The total cost was estimated at $36 billion, but this was not largesse. Saudi Arabia clearly wants no part of the revolts and bloodshed sweeping the Arab world.

Saudi officials are “pumping in huge amounts of money into areas where it will have an obvious trickle-down by addressing issues like housing shortages,’’ said John Sfakianakis, chief economist for Banque Saudi Fransi in Riyadh. “It has, really, a social welfare purpose to it.’’

The most prominent step was the injection of $10.7 billion into a fund for home loans. The move could reduce an 18-year waiting list for Saudis to qualify for a loan, Sfakianakis said.

China
Officials in China rounded up Internet users who had reposted a call for protests and charged them with subversion as the authoritarian government continued its campaign to crush any Middle East-style democracy movement, activists said.

Though only a handful of people responded to the call to demonstrate in 13 cities across China this past weekend and were met by a show of force from authorities, the unidentified organizers issued a renewed appeal to gather peacefully in parks or near monuments on Sundays.

Twitter and Facebook, instrumental in Egypt’s protests, are blocked in China.
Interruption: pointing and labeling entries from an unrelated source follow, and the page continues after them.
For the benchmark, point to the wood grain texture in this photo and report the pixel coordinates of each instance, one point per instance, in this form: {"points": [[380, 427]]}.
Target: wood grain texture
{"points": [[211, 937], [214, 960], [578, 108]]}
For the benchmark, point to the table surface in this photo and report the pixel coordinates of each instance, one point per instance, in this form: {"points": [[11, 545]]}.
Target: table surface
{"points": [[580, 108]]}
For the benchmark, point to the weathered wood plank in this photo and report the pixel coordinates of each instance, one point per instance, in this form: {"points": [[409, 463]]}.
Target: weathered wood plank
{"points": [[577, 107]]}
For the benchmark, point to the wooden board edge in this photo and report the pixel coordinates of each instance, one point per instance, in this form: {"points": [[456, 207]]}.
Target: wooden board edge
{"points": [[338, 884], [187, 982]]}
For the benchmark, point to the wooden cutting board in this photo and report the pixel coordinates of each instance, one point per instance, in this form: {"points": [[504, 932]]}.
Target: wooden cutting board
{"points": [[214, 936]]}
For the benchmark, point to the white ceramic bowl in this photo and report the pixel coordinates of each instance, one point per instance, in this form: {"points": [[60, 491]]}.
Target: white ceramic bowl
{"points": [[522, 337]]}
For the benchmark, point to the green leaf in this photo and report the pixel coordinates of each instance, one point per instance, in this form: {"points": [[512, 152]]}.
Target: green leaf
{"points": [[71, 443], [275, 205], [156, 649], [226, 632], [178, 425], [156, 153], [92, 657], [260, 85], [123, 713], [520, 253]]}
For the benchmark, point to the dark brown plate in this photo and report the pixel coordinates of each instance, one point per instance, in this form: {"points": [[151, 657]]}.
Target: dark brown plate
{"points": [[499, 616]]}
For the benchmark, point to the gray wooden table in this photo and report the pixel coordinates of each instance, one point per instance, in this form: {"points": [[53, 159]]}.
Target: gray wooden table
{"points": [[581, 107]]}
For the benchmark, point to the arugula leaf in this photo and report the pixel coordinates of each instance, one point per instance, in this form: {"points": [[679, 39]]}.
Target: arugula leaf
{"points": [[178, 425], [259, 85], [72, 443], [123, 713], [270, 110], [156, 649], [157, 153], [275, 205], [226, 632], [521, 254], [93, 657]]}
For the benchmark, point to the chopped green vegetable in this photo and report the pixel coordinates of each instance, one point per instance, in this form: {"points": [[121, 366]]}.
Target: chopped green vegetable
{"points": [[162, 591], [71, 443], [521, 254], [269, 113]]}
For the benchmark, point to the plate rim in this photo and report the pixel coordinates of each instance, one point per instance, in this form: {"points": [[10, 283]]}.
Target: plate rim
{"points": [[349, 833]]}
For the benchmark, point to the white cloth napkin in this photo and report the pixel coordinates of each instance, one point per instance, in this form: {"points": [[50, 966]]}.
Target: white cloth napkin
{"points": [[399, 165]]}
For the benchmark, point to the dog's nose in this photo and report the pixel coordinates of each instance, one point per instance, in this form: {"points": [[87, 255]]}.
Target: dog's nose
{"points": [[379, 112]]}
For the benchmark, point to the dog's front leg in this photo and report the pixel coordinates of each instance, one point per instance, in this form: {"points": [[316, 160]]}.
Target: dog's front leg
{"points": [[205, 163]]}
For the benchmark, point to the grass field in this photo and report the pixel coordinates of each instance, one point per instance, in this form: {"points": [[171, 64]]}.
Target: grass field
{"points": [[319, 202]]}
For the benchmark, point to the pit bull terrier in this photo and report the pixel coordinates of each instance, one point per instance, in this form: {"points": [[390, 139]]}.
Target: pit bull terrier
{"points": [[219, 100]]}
Tech-savvy Chinese can circumvent controls, but few of the country’s Internet users seek subversive content.

Yemen
The president of Yemen said he had ordered his security services to protect protesters, stop all clashes, and prevent direct confrontation between government supporters and opponents.

The directive came at the end of the day when security forces in the southern port of Aden used tear gas and fired bullets in the air to disperse hundreds of protesters.

In the capital, Sana, government supporters wielding clubs attacked demonstrators.

Amnesty International said two people were killed in Sana, the first fatalities there since unrest began about two weeks ago.

Yemen, an impoverished country with a weak central government and an active branch of Al Qaeda, has been swept up in the protests inspired by successful uprising in Egypt and Tunisia.

The demonstrators are demanding that US-backed President Ali Abdullah Saleh, in power for 32 years, step down.

Saleh has said he will step down, but not until after national elections in 2013.